In my conversations with you, you tell me how you own your home and have no debt. Turns out Ted Turner had a lot in common with you. Turner, a.k.a. “Captain Outrageous,” liked to buy land, an investment he called “The only thing that lasts.” E.B. Solomont reports in The Wall Street Journal:
Media titan Ted Turner once said he didn’t like to buy anything except land. “It’s the only thing that lasts,” he said in a 2004 interview.
The founder of CNN, who died Wednesday at age 87, owned roughly 2 million acres of land in at least six U.S. states, making him the fourth-largest landowner in the country, according to the Land Report magazine, which ranks land ownership. A conservationist, Turner owned and operated 13 ranches that were home to roughly 45,000 bison, Turner Enterprises said.

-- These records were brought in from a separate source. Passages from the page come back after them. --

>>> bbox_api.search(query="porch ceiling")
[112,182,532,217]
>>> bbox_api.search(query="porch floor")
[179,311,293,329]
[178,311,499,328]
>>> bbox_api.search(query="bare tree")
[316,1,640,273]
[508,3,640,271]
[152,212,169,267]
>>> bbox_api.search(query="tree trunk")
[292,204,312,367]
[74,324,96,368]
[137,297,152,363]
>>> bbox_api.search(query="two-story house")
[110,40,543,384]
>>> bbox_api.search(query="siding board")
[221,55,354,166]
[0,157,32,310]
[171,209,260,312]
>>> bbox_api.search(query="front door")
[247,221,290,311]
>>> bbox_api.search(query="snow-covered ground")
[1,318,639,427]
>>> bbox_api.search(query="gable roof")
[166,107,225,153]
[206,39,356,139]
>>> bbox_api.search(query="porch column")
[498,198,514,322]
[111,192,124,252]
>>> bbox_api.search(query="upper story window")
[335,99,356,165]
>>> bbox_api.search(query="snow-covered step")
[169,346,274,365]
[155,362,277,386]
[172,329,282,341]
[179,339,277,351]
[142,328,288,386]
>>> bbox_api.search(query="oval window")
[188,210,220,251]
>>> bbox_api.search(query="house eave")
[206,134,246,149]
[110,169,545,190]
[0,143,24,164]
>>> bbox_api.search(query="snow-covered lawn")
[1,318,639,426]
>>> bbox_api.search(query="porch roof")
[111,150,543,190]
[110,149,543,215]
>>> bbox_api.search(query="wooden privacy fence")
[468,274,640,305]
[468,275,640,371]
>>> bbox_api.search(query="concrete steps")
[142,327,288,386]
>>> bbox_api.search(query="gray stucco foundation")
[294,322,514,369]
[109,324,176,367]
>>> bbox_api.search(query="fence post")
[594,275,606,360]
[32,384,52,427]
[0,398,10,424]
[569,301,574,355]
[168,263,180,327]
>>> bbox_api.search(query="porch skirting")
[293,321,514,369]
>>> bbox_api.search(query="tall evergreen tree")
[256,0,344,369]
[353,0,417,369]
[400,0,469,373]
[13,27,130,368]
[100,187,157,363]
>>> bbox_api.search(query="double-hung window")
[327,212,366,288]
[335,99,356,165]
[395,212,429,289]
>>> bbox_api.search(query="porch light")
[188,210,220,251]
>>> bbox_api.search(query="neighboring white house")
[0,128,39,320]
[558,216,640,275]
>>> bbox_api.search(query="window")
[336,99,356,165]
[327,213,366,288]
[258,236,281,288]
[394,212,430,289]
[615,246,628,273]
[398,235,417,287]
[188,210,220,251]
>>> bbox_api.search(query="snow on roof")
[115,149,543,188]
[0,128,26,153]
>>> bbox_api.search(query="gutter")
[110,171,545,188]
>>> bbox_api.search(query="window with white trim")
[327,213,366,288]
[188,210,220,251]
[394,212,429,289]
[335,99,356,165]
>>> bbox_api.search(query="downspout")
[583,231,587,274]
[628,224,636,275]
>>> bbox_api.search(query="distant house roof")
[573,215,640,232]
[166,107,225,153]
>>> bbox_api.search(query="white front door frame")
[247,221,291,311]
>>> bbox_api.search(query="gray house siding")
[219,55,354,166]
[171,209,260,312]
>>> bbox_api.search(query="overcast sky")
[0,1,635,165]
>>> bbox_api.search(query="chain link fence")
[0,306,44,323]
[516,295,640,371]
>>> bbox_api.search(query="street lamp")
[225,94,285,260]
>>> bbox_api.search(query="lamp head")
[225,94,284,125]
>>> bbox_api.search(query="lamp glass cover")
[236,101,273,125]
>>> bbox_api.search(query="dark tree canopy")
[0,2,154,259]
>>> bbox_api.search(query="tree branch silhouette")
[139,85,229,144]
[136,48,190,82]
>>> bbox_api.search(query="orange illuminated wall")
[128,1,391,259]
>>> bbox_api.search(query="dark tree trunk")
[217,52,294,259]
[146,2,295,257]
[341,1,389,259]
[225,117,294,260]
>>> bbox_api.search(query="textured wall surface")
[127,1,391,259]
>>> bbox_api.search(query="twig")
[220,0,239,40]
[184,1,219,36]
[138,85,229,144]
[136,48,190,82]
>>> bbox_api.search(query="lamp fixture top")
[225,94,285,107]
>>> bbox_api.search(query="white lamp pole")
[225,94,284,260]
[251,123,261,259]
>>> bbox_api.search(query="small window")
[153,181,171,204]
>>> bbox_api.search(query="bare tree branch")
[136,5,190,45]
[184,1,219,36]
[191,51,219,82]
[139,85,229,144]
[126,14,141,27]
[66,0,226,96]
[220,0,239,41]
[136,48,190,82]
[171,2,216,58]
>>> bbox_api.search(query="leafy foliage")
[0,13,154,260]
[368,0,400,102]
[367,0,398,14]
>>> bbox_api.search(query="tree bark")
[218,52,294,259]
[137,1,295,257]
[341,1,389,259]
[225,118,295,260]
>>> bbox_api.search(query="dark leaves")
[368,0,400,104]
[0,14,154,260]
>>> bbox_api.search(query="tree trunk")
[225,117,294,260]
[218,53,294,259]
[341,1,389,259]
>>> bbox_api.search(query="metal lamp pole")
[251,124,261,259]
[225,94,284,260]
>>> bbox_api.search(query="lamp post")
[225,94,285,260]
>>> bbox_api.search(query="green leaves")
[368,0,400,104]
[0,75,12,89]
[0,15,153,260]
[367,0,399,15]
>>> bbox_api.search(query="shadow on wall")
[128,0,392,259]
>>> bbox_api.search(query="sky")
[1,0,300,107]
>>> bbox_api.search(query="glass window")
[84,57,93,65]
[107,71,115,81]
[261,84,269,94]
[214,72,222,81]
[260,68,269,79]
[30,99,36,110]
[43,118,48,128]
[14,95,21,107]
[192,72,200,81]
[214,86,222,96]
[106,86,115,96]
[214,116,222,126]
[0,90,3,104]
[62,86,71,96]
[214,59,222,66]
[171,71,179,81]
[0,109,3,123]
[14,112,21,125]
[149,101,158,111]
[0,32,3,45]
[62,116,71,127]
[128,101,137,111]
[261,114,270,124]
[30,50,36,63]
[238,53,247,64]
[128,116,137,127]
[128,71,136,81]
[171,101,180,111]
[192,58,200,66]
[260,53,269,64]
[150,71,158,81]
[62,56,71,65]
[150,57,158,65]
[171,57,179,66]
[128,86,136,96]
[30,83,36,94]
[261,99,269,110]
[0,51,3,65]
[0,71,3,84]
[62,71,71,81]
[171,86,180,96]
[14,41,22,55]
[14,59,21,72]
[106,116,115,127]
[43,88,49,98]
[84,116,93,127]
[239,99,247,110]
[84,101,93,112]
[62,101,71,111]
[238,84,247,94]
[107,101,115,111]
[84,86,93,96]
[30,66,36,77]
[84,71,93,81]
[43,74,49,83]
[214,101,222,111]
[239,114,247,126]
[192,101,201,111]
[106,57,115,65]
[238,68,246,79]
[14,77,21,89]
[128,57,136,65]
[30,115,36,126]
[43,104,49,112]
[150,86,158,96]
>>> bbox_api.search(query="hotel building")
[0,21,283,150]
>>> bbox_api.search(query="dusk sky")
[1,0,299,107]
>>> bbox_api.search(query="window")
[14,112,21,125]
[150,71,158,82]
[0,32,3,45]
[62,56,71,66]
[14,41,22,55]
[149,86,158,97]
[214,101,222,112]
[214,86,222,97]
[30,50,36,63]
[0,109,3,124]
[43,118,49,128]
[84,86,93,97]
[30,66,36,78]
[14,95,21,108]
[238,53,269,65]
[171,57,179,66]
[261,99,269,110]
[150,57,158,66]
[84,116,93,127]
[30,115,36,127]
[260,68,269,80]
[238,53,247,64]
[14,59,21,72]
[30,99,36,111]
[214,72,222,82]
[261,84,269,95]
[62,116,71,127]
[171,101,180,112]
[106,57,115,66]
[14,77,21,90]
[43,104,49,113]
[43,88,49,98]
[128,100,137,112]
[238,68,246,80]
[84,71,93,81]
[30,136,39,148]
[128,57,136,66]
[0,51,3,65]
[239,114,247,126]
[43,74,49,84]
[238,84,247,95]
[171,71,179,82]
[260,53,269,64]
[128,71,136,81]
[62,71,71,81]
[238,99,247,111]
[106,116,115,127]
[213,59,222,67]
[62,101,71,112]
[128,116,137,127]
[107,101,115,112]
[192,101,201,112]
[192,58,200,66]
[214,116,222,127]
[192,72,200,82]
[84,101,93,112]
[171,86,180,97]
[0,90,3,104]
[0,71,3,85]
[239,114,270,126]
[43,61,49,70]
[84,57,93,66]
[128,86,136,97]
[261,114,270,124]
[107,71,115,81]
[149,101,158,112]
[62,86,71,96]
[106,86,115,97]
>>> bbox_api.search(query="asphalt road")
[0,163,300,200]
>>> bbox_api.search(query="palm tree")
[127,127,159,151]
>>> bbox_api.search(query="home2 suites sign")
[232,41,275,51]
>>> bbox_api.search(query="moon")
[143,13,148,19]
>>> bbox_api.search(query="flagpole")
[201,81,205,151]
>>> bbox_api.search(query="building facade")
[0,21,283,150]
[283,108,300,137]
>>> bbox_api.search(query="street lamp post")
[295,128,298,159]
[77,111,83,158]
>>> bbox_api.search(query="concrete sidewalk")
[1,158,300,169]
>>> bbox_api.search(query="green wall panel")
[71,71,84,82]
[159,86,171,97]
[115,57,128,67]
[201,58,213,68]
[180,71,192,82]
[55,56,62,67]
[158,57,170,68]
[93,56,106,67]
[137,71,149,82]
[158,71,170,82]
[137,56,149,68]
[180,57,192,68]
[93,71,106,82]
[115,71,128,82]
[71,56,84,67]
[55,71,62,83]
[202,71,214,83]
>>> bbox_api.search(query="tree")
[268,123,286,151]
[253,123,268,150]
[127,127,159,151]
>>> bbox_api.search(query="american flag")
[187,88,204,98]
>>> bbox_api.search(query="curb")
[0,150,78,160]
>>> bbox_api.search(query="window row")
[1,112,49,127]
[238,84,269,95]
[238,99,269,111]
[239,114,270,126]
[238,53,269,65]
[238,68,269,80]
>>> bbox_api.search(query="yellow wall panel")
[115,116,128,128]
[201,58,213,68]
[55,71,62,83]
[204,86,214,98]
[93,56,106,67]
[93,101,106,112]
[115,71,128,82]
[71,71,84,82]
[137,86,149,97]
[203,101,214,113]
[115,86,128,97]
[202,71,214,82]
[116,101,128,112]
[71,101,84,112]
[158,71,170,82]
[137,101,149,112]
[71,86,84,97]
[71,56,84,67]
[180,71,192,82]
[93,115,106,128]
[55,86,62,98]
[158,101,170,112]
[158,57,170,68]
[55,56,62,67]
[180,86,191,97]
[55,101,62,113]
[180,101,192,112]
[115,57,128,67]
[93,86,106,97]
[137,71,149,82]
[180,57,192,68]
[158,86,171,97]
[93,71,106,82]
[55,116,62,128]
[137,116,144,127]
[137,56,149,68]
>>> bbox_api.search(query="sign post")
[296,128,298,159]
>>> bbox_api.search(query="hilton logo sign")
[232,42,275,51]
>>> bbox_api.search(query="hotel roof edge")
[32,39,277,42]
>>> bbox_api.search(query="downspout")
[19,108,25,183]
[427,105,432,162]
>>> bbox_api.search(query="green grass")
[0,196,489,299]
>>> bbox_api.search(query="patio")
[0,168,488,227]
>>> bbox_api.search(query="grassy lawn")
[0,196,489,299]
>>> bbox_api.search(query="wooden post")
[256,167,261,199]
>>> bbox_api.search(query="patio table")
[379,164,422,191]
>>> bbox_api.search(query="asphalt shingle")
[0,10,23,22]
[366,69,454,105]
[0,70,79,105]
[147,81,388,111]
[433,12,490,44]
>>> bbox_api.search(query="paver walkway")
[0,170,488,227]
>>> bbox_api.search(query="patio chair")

Turner’s conservation efforts and eco-tourism initiatives distinguished him from other major land owners, said Eric O’Keefe, editor of the Land Report. “There are lots of people who own lots of acreage,” he said, but what set Turner apart was “what he did in terms of making his land resilient and productive.”
Turner was also a pioneer, O’Keefe said, purchasing large amounts of land in Montana and New Mexico long before others did so, and before land values in those places skyrocketed. He put much of the land into conservation.